I don’t think that’s an exaggeration and, if we want to avoid that kind of future, it would help to start focusing on some issues that they don’t teach at Harvard University, let alone our local MBA schools.
Today, the average new motor car sale value is just under R300 000. Taking a lower value of
R120 000 per car, that gives us a value of R1 trillion for cars. That is a lot of money ... up there with the “unaffordable” nuclear programme, slightly less than the government budget of R1,3 trillion and almost half of the R1,8 trillion of pension money controlled by the Public Investment Corporation.
The fact that motor cars have to be replaced every twelve to 15 years doesn’t seem to be on anyone’s radar, either. I haven’t met a single South African economist who has addressed the role that inefficient private transport plays in undermining the economy.
One analyst has gone so far as to suggest that having a greater variety of cars to choose from is good for “staff morale”. That could well be true, but then I’d like to see everyone, down to the humblest worker, using a car to get to work – and while we’re about it, why not preferably a Maybach?

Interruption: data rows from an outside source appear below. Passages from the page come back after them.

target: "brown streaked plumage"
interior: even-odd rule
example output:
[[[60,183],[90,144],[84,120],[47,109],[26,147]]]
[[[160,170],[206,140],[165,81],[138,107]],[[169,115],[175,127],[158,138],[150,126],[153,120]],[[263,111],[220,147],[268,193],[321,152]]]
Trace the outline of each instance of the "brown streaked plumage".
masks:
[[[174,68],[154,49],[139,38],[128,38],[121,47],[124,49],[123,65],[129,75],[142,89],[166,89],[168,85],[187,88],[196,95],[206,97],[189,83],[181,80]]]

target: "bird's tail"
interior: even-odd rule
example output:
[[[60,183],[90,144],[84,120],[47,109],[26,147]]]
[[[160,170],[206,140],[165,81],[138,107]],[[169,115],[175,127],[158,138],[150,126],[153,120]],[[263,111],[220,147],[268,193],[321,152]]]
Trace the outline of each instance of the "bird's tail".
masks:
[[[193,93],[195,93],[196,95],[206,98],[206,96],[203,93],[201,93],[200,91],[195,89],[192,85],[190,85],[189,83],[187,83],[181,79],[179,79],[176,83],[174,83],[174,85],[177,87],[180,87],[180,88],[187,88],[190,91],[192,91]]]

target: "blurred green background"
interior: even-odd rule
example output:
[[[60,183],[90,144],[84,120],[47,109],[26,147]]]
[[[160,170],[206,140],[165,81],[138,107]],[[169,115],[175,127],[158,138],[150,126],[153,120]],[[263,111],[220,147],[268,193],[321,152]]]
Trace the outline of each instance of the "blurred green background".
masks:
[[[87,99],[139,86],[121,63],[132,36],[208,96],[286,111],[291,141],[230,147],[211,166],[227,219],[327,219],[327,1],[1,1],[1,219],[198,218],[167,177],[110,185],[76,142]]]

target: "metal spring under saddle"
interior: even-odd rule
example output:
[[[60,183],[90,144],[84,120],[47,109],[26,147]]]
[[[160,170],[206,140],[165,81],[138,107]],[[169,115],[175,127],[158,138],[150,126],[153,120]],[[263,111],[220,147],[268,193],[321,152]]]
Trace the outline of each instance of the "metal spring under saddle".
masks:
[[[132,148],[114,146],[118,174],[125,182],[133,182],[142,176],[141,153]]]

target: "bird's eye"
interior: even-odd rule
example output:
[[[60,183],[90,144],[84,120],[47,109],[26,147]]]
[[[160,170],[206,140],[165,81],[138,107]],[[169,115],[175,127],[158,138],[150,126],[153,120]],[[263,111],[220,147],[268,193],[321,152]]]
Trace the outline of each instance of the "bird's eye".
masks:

Where do we draw the line? It should have been drawn years ago; but like sugar, tobacco and alcohol – all of which might be acceptable if taken in moderation, but devastating when taken in excess – we have allowed private transport to become our oppressor.

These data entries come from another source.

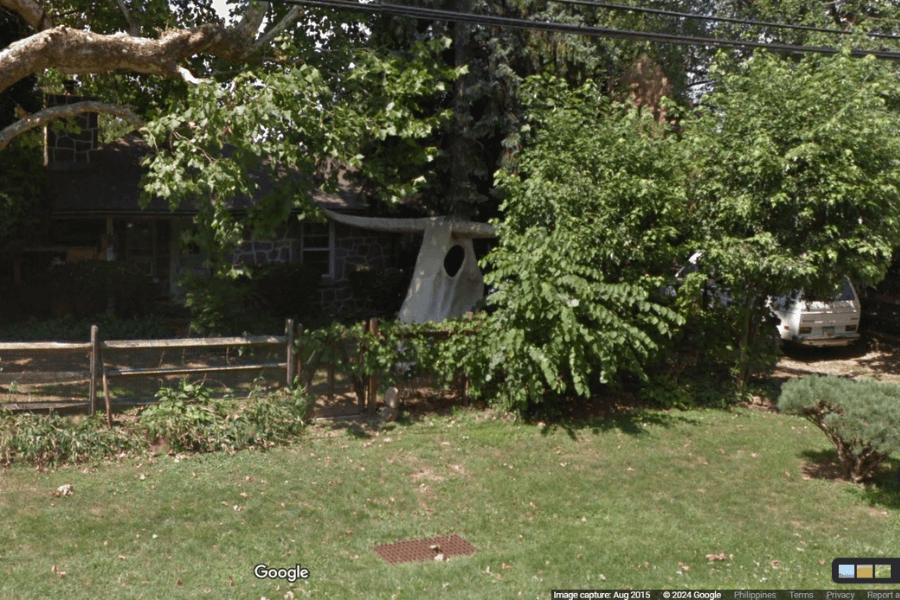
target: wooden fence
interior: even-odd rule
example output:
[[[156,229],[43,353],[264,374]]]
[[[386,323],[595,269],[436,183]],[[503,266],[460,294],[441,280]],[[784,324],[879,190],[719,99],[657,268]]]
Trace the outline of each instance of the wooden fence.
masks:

Not only does private transport consume vast amounts of imported resources, but if half of all workers go to work by car, the resulting cost (about R300 billion a year) has to be factored into the cost of doing business in South Africa. Cars also get involved in accidents that cost hundreds of billions every year. Oh, sorry ... I forgot that accidents are good for the repair industry!
The government should have taken the lead long ago in fixing public transport. For over 20 years now we have been observing October Transport Month, which provides an opportunity to announce – and implement – meaningful improvements, but our response is ... paralysis.
In this past October Transport Month, all I have heard is that Cape Town plans to buy ten electric buses, while Gauteng plans to introduce smartcards on a minibus-taxi route in Gauteng. We need smartcards, but first on existing formal transport. Why is it taking so long to have one ticket for trains and buses?
Another depressing announcement is that existing bus contracts in Gauteng will be extended until early 2018. This means that half-empty buses will continue to ply their way along Gauteng’s roads until then, and probably even after that. What happened to the 25-year plan? Will Gautrain expansion go ahead? We can’t afford it and don’t need it.
So, Billy, which one is prettier – Glasgow, or the southbound M1 glacier at 17:00? I’ll pick Glasgow any day.
Vaughan Mostert lectured on public transport issues at the University of Johannesburg for nearly thirty years. Through Hopping Off, Mostert leaves readers with some parting food for thought as he continues his push for change in the local public transport industry.